Deficit to reach $1.8 trillion

DEFICIT TO REACH $1.8 TRILLION…. The news from the Congressional Budget Office is discouraging, but hardly surprising.

The worsening economy is responsible for the even deeper fiscal mess inherited by Obama. As an illustration, CBO says that the deficit for the current budget year, which began Oct. 1, will top $1.8 trillion, $93 billion more than foreseen by the White House.

The 2009 deficit, fueled by the $700 billion Wall Street bailout and diving tax revenues stemming from the worsening recession, is four times the previous $459 billion record set just last year.

The CBO’s estimate for 2010 is worse as well, with a deficit of almost $1.4 trillion expected under administration policies, about $200 billion more than predicted by Obama.

By the end of the decade, the deficit under Obama’s blueprint would go back up to $1.2 trillion.

Long-term deficit predictions have proven notoriously fickle — George W. Bush inherited flawed projections of a 10-year, $5.6 trillion surplus and instead produced record deficits — and if the economy outperforms CBO’s expectations, the deficits could prove significantly smaller.

And that last point is of particular interest.
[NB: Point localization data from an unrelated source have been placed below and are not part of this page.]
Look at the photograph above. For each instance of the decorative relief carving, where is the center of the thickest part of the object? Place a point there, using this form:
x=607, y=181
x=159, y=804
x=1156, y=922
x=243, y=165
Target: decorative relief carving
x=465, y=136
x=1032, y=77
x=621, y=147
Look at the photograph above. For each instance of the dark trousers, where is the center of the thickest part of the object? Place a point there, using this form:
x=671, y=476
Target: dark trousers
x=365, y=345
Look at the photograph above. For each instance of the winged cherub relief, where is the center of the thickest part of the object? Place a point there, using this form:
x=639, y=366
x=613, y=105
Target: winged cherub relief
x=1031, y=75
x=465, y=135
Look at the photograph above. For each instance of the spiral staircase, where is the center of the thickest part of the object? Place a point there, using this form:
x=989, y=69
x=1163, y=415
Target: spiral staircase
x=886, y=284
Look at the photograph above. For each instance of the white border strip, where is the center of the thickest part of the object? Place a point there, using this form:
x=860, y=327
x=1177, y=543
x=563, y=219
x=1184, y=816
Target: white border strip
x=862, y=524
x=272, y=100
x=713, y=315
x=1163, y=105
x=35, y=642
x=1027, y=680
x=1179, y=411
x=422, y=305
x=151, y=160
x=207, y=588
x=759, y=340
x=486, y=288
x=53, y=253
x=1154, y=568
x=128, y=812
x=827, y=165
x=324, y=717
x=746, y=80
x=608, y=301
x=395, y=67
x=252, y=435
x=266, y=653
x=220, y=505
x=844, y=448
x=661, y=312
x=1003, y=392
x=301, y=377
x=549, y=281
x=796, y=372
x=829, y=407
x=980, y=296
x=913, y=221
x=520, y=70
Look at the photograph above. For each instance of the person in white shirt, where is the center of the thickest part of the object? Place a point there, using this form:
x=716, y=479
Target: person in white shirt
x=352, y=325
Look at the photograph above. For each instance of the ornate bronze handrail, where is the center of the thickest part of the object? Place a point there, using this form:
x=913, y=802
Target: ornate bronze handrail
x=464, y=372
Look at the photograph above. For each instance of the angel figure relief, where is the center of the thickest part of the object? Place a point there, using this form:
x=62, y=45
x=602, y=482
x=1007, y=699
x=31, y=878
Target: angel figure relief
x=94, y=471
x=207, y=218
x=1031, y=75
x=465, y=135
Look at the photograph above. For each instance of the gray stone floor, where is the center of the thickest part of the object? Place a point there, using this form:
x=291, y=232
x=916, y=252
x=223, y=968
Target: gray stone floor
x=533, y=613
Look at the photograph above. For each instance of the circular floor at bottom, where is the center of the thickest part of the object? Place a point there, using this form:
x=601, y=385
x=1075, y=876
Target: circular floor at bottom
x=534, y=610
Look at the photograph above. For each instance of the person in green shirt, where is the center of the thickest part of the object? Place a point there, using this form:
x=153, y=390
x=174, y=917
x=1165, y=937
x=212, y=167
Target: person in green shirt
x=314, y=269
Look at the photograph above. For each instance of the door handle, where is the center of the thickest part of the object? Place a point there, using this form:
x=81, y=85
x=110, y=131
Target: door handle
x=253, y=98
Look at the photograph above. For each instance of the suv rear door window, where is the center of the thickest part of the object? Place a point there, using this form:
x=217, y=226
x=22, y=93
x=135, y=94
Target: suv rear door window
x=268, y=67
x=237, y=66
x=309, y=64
The AP report emphasizes deficit projections over the next 10 years, and refers to “dangerously high” budget shortfalls a decade from now. The same piece “throw a major monkey wrench into efforts to enact Obama’s budget.”

I was on a conference call with OMB Director Peter Orszag this afternoon, and he doesn’t see it that way. Orszag emphasized the “uncertainty” in long-term projections, and doesn’t believe there’s any reason to scale back on the budget blueprint currently before Congress. This is especially true, he said, of the health care reform efforts, which the administration believes can be budget neutral over the long term.

What’s more, the Washington Post‘s Steven Pearlstein responded to the CBO numbers by explaining that the projections confirm that “the recession is worse than they thought when they did these things last time,” and thus it is “more urgent … for us to spend more money to stimulate the economy.”